Erstmals angewendet wurde das neue digitale Lehrverfahren im Sommersemester beim sogenannten Rheumatologiepraktikum im achten Fachsemester der Humanmedizin. Die Entwicklung und Anwendung der „Augmented Rheumality“ ist vor allem der Corona-Pandemie geschuldet. Die machte es noch schwieriger als ohnehin schon, reale Patienten für den Unterricht zu gewinnen. Denn der Aufwand ist groß, geeignete Patienten mit unterschiedlichen rheumatologischen Krankheitsbildern zu finden, die Zeit haben und bereit sind, auch längere Anfahrtszeiten auf sich zu nehmen. Die App macht die virtuellen Patienten dauerhaft verfügbar. „Eine riesige Erleichterung“, findet Pfeil. Daher wird das Lehrkonzept auch über Corona hinaus Bestand haben. Zumal die Augmented Rheumality bei den Studierenden auch hervorragend ankommt.

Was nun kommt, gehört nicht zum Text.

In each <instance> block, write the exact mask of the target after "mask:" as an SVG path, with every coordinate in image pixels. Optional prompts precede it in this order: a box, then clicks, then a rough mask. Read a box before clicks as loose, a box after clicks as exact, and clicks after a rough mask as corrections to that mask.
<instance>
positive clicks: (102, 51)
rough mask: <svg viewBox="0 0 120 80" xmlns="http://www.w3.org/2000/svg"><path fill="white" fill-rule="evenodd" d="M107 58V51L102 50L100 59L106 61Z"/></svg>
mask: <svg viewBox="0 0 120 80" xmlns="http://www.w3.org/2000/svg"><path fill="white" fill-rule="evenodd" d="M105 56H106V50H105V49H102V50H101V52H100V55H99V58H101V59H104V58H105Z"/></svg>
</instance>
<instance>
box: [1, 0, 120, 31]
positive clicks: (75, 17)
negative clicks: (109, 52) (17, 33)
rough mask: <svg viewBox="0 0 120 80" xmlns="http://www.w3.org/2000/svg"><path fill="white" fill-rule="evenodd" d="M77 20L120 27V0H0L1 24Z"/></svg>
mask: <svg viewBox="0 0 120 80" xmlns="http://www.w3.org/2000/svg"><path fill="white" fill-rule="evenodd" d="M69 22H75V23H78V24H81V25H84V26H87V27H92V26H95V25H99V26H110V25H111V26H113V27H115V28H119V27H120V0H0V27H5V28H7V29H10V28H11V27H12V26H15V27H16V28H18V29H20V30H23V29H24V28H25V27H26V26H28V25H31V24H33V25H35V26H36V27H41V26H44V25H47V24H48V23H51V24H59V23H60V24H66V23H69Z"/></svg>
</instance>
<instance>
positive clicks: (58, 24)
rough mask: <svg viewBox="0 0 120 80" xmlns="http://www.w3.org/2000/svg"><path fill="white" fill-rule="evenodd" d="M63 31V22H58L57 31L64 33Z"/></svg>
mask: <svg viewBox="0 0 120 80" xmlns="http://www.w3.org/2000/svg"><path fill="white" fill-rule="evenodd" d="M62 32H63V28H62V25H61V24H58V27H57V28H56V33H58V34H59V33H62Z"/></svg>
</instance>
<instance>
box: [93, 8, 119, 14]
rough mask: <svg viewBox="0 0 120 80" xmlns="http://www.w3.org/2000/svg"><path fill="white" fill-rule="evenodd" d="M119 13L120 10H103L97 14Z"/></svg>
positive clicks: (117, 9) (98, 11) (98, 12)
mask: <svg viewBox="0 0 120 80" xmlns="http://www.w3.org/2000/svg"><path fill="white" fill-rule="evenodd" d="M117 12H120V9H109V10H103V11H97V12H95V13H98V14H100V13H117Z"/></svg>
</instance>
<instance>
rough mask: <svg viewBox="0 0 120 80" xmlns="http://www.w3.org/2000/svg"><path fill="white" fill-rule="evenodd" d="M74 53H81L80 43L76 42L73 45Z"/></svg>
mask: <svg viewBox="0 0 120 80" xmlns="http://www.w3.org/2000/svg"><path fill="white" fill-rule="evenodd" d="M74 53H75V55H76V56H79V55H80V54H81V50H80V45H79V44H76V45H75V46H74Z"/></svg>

Kommt gut bei Studierenden an
Pfeils neues Lehrkonzept wurde von über 240 Studierenden ausgewertet. Das Fazit ist durchweg positiv: Über 80 Prozent der Studierenden bewerteten die Augmented Rheumality mit acht bis zehn von möglichen zehn Punkten. Vor allem aber haben 99 Prozent der Studierenden angegeben, dass ihnen die Rheumality ein besseres Erkrankungsverständnis verschafft hat und 90 Prozent, dass die Anwendung ihr Wissen über die rheumatologischen Krankheitsbilder erweitert hat. Pfeil und seine Kooperationspartner planen daher, die App um andere rheumatologische Erkrankungen zu erweitern. „Dann wird zum Beispiel auch der Blick in Organe und Gefäße statt nur Knochen und Gelenken möglich sein. Denn Rheuma betrifft bei Weitem nicht nur Gelenke, sondern kann nahezu jedes Organ betreffen.“
In Deutschland leiden circa 2 Millionen Patienten an entzündlich rheumatischen Erkrankungen. Dabei kann jede Altersgruppe von rheumatischen Erkrankungen betroffen sein. Die Erkrankungen verlaufen meistens chronisch und bedürfen einer lebenslangen Behandlung. Für eine optimale Versorgung werden deutlich mehr Rheumatolog:innen in Deutschland benötigt. „Gute Lehre ist einfach wichtig, wenn nicht das wichtigste Instrument, um medizinischen Nachwuchs zu gewinnen. Daher freut es mich, dass die „Augmented Rheumality bei den Studierenden so gut ankommt und vielleicht den einen oder die andere so den Weg in die Rheumatologie findet“, sagt Pfeil.